Ultimately you will need to maintain the state of the different components in your game individually. Player animations, background clouds moving, trees swaying, etc. will all be managed by appropriate objects. Since you will already have that type of code structure setup, it makes sense to just maintain major components on separate canvas elements and composite them together as needed for better performance. If the character moves in the bottom left corner of a scene with a static background, you don't need to re-draw the top right corner (or 95% of the scene, for that matter). If you're considering full-screen capabilities, this is definitely a performance concern.
There's a rule in programming, that you should never try and optimize something before you have a speed problem with it. You'll spend more time trying to figure out how to code something in the best way than to actually code, and will never finish anything.

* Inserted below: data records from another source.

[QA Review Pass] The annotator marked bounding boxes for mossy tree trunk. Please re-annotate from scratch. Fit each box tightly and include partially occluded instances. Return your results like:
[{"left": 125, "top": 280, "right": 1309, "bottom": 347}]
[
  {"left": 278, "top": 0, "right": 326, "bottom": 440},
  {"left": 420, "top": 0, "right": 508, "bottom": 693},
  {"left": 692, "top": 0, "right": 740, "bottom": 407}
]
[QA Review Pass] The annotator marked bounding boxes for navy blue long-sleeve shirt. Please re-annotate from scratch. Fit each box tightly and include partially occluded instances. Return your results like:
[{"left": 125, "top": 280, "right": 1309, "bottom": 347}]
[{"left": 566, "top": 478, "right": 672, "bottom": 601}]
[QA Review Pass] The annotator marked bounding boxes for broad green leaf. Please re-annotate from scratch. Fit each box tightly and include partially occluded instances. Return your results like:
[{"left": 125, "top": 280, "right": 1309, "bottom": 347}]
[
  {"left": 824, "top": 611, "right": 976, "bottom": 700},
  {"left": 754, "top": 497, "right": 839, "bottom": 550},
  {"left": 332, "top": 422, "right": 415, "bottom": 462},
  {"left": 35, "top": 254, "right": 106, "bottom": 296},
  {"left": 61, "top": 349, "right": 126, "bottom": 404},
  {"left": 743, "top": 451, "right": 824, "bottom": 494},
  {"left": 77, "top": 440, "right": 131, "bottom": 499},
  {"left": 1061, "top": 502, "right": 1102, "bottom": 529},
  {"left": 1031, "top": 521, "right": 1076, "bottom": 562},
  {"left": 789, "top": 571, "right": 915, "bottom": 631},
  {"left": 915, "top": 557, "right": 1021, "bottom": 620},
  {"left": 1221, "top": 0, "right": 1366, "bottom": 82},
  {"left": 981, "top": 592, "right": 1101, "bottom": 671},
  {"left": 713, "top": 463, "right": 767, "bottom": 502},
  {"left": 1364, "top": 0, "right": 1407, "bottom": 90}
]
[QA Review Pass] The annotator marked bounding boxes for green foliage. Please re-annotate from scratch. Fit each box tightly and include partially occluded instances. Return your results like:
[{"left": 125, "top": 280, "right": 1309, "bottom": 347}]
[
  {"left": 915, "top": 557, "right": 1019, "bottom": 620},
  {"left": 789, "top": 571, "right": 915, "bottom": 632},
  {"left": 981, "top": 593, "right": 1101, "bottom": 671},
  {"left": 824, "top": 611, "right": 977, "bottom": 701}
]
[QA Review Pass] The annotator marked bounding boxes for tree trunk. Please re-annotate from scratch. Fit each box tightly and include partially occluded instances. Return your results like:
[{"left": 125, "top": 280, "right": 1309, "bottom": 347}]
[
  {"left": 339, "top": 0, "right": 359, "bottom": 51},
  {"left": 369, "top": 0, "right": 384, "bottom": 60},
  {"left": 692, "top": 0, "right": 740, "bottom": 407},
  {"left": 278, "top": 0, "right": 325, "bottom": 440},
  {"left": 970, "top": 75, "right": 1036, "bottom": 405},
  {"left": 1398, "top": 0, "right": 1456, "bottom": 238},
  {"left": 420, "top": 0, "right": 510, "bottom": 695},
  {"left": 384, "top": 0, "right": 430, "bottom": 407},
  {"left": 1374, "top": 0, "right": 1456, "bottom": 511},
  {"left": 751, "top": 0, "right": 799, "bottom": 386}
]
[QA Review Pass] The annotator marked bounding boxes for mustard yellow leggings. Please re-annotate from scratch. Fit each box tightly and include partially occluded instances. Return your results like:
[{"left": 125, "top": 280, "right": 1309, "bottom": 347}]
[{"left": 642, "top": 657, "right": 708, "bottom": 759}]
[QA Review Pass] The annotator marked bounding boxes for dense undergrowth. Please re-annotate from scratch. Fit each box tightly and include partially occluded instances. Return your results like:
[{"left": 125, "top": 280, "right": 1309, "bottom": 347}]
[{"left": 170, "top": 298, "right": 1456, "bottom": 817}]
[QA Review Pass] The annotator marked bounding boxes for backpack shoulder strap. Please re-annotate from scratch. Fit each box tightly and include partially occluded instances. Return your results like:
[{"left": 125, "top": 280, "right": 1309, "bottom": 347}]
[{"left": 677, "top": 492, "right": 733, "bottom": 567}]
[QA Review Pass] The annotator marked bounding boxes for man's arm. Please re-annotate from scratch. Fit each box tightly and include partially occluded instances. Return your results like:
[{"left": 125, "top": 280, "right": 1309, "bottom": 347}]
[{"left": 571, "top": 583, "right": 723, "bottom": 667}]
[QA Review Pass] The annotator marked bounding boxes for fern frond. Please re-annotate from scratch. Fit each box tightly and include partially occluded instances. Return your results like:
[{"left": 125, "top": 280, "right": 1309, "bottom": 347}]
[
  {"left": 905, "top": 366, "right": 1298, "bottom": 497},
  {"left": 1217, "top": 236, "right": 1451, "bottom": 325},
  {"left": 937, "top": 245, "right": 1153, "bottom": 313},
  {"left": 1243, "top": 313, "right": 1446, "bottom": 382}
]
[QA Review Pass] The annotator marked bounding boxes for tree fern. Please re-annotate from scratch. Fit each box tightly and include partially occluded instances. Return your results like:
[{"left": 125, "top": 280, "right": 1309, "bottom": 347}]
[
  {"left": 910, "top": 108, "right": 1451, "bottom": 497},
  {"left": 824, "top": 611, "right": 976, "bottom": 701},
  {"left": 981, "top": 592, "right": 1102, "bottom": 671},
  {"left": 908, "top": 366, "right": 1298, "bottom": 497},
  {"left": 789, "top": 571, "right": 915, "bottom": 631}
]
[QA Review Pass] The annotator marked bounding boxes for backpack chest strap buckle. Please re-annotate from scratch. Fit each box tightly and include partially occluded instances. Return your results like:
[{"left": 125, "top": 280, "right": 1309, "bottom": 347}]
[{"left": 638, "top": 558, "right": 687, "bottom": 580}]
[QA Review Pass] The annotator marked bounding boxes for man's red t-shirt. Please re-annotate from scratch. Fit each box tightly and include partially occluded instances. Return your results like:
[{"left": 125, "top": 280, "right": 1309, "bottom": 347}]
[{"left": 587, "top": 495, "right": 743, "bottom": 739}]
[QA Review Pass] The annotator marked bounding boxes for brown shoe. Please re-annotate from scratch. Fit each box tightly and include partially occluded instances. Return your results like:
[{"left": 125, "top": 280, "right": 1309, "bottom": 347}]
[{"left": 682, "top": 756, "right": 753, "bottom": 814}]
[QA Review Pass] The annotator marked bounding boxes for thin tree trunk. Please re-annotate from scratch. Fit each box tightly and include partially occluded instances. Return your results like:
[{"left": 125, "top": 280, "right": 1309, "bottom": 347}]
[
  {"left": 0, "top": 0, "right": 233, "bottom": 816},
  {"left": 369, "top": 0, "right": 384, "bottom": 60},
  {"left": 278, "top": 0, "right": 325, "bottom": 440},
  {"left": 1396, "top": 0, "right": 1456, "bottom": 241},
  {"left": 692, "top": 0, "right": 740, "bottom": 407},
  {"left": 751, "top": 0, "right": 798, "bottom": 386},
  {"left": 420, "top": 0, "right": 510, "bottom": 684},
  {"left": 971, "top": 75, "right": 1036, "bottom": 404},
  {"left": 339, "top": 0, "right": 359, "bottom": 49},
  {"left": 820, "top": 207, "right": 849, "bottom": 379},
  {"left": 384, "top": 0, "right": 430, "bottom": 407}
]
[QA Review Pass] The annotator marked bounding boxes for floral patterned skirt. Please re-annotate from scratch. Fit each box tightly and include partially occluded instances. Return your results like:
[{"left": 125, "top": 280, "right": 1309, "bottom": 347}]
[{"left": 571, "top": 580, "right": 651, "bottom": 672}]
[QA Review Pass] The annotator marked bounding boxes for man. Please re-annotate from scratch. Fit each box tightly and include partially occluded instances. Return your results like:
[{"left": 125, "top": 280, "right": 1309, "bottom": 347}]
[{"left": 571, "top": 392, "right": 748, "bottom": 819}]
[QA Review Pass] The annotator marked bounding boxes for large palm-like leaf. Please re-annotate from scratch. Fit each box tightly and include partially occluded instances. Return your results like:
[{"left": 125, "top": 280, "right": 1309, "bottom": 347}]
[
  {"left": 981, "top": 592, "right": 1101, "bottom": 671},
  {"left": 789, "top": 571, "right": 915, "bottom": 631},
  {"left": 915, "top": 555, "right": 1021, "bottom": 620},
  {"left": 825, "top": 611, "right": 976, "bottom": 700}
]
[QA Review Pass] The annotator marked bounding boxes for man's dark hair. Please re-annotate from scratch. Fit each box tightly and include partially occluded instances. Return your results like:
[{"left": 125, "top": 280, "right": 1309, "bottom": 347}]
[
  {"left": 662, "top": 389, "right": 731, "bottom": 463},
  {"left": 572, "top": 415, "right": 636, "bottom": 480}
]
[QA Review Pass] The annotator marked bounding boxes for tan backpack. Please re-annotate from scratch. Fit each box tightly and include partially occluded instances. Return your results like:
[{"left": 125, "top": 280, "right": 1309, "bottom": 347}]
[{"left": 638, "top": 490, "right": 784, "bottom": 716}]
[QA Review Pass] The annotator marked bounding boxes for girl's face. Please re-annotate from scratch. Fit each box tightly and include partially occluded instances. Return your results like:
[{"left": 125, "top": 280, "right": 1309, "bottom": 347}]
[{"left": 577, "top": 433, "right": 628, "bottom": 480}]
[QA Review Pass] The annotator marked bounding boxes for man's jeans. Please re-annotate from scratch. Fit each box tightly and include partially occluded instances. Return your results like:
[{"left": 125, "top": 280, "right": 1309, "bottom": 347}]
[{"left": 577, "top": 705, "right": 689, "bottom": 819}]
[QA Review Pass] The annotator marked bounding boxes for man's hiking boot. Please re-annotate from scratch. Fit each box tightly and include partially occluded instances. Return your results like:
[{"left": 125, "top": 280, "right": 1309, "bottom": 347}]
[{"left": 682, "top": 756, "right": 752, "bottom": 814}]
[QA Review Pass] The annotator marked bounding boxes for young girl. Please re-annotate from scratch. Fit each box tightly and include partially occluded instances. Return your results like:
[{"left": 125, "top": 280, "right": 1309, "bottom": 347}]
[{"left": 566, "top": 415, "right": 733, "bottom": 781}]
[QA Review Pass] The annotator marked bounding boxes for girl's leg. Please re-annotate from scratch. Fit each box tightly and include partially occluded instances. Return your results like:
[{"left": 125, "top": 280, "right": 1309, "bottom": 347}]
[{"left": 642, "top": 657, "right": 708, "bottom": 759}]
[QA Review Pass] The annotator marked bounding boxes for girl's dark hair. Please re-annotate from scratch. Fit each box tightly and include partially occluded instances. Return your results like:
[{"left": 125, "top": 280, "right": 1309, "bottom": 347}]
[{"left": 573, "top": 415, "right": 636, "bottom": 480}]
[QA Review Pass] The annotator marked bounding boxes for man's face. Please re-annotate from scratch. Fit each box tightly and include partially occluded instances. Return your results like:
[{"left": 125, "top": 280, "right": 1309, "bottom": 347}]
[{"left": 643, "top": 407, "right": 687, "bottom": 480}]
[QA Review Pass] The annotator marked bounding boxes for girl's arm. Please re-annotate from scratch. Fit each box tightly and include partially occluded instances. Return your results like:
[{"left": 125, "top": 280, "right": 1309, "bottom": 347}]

Draw them all on your canvas at a fixed rate. That's how it's done. If you start creating a canvas for each limb and element and manipulate them using CSS, you're wasting the potential of canvas. Might as well just use images. That's how they did it before canvas. That's the problem canvas was made to solve.
If you ever encounter speed issues, then you can start hammering at them. Check out these slides for some tips (related video). This guy's blog also has some handy tips on canvas performance.
For images of this complexity/simplicity, is it better to create pngs and import into canvas or draw the paths and fill on the canvas?
http://www.freeiconsdownload.com/site-images/Large/developer_icons_452x336.jpg
With Canvas, in general, it is almost always better to draw from a PNG/in-memory canvas than to construct and draw a path. (see footnote) Here's some simple data. We're talking a factor of 10 here. For simple stuff.
Especially if you are going to draw those objects over and over, 60 times a second.
And especially when text is involved.
With complex canvas-generated shapes, several performance-minded people have taken to pre-rendering them on in-memory canvases and then drawing from canvas to canvas (using drawImage) instead of recreating the path each time. It is worth it in an awful lot of cases, but of course nothing can beat profiling and timing your own specific situation.
Not to get off course, but I'd just like to remind that you probably shouldn't be worrying about this sort of thing until you are (nearly) finished with your Canvas app.
"We should forget about small efficiencies, say about 97% of the time: premature optimization is the root of all evil" -Knuth
A big thing to note is that for a lot of applications, the performance of drawing these buttons might not even matter (or else have no tangible difference) and you probably do not want to even worry about which way is faster until you are already finished the first iteration of your Canvas app and are working on the "polish, polish, polish" update.
Some may wonder when rendering paths on the fly is better and it's probably obvious to most but in case it isn't I will give it a mention. There are certainly times path-rendering-on-the-fly is the case: Interactive paths such as in drawing programs and animations born out of paths, where the next frame is not another still image but an addition to a path. These and more - anywhere that you want to update the path itself with each frame - are the places that you'll want to keep paths and not try to pre-render anything.
I imagine that each browser would perform differently, it would probably be best to write a quick benchmark and time how long it takes to draw say 1000 of each type.
That being said, in terms of ease of programming, if you have the PNGs already why not use them as is.